Career Technical Education (CTE) and High School Articulation: Earn College Credit for High School Courses
What is Articulation?
In partnership with local high schools, FLC helps connect high school students to college Career and Technical Education (CTE) programs to give students a head start on college and careers.
By developing high-demand career skills, students are given a competitive edge and are likely to be more successful members of the workforce. Rigorous CTE programs also provide college prep students with opportunities to apply academic content in real-world applications. Articulation is the alignment and comparability of coursework between two levels of education, such as high school and community college. It is established through discipline specific faculty-to-faculty collaboration. For example, FLC Fire Technology instructors meet with their high school counterparts to confirm that concepts and skills being taught in the high school Fire Technology courses are comparable to those of the college. Once the determination is made that the coursework is sufficiently similar, formal articulation agreements can be established.
Articulation Benefits - A Win-Win
Students earn a head start on college and their careers, saving time and money by skipping redundant coursework in which they have already demonstrated mastery.
CTE faculty collaborate, share resources, conduct joint advisories, and update and align curriculum, which provide students with relevant career skills and a smooth transition to post-secondary and career success.
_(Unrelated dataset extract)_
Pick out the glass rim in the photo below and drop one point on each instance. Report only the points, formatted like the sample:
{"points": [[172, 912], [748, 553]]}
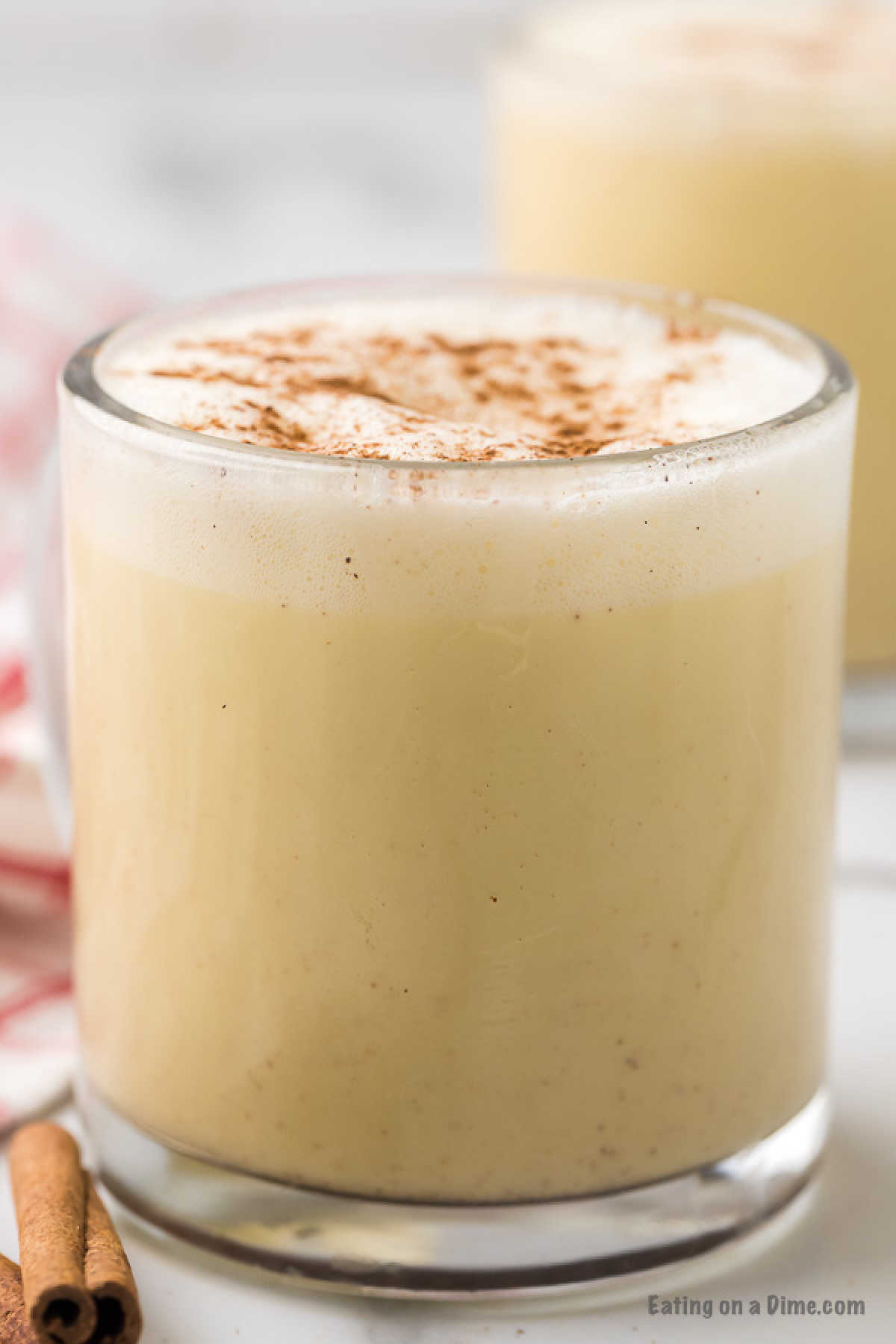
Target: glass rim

High schools are better able to attract, motivate, and retain students in articulated Career Pathway courses when they offer opportunities for advanced placement in college courses for credit.
How CTE Impacts the Economy
The Role of Career Technical Education (CTE) in the community college system is important for our economy. In a recent report by the Workforce Alliance, data shows that middle-skill jobs - those that require post-secondary certificates or Associates degrees - make up 49% of California jobs. Middle-skill jobs refer to highly-skilled technical workers with several years of training and on-the-job experience in industries such as healthcare, green technology, transportation and public service. CTE programs can provide a large portion of those credentials and ensure that California's workforce is prepared to fill the needs of business and industry.
Folsom Lake College maintains Career Technical articulation agreements with High Schools, Regional Occupation Programs (ROP), and other educational organizations.